In the context of Australia’s new reality of bounded engagement, this makes it imperative to confidently draw lines of non-engagement with China in the area of criminal exchange.
For more than ten years, law enforcement cooperation has existed alongside political, diplomatic, and economic engagement as a priority for the bilateral relationship. But the partnership long predates this, with the AFP’s first liaison office in China set-up back in the late 1990s. Australia is said to have one of the strongest police-to-police relationships with China of any Western democracy.
According to a recent ASPI report, cooperation has largely centred around counter-narcotics, due to China’s role as a major drug production and transit hub of Australian methamphetamines. Established in 2015, Taskforce Blaze remains the only joint partnership Chinese authorities have with any foreign agency. Due to its success it has now entered phase four of operations. Former Australian Federal Police Commissioner Andrew Colvin expressed confidence that the taskforce is a “role model for law enforcement and mutual legal assistance, proving that even with different social and judicial systems Australia and China can work together effectively.”
Despite a slightly static uptake over 2018’s diplomatic freeze, Australia has also committed to an annual High Level Security Dialogue, entered into an MOU on anti-corruption law enforcement cooperation, and renewed the existing Joint Agency Arrangement on Economic Crime Cooperation. Two formal bilateral treaties are also in force and the third Treaty on Extradition still awaits ratification.

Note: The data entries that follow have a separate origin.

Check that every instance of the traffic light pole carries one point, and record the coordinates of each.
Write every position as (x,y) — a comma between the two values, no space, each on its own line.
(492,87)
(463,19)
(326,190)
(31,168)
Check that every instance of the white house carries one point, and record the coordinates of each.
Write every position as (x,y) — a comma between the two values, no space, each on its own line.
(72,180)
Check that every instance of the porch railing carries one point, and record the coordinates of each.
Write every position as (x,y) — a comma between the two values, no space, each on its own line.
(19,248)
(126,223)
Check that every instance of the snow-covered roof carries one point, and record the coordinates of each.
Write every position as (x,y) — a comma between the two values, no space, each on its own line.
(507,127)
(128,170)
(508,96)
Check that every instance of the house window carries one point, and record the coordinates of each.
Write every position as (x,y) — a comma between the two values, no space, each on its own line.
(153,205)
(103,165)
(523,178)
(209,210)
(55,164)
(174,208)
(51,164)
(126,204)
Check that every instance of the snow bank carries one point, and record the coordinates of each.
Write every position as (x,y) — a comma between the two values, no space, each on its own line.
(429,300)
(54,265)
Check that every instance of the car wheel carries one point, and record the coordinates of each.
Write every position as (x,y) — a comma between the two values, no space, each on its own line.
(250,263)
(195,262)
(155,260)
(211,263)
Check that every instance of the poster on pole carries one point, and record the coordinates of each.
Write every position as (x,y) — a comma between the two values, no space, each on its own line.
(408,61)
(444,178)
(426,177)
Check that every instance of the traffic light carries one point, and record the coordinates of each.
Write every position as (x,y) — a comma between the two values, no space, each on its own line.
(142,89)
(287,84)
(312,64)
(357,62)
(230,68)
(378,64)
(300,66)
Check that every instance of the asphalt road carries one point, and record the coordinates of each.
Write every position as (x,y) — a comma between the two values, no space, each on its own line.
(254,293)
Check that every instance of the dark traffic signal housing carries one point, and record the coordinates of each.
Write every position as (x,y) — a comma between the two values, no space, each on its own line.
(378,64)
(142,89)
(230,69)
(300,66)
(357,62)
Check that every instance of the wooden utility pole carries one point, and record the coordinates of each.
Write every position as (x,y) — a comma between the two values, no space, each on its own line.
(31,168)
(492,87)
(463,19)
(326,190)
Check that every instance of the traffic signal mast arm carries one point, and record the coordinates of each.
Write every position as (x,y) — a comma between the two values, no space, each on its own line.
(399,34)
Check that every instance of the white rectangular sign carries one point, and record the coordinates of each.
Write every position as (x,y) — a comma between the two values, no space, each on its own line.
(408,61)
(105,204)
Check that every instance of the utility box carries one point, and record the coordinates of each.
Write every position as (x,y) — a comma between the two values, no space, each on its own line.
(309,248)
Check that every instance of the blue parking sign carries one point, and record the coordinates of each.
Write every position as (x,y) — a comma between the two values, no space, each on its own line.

Australia is in a bind on cooperation
Australia is not new to extradition, nor is it new to cooperating with countries that exercise coercive legal practice. It has active extradition arrangements with many countries: Australia has extradited to, but not from 13 nations; Australia has extradited from 18 nations, but not to; and there are 10 nations where extradition has operated in both directions. Australia has brought home marginally more people at 117 than it has sent away at 103.
An extradition treaty is designed to function at four levels: legal, political, diplomatic, and economic. In cases of one-way extradition, the balance is maintained by enhanced economic and diplomatic exchange for the non-extraditing nation. Despite the legal underpinnings of the treaty, the Australian government has defined the standards under which it conducts extradition “as a matter of policy… outside the legal sphere.”
Australia is obliged to uphold fundamental rule of law principles and human rights standards in its policies and actions domestically and abroad under seven key international human rights treaties.
It can legally clear itself of any wrongdoing by seeking diplomatic assurances from the receiving state that an extradited person will be treated according to its conditions, but historically these have not prevented ill-treatment from taking place.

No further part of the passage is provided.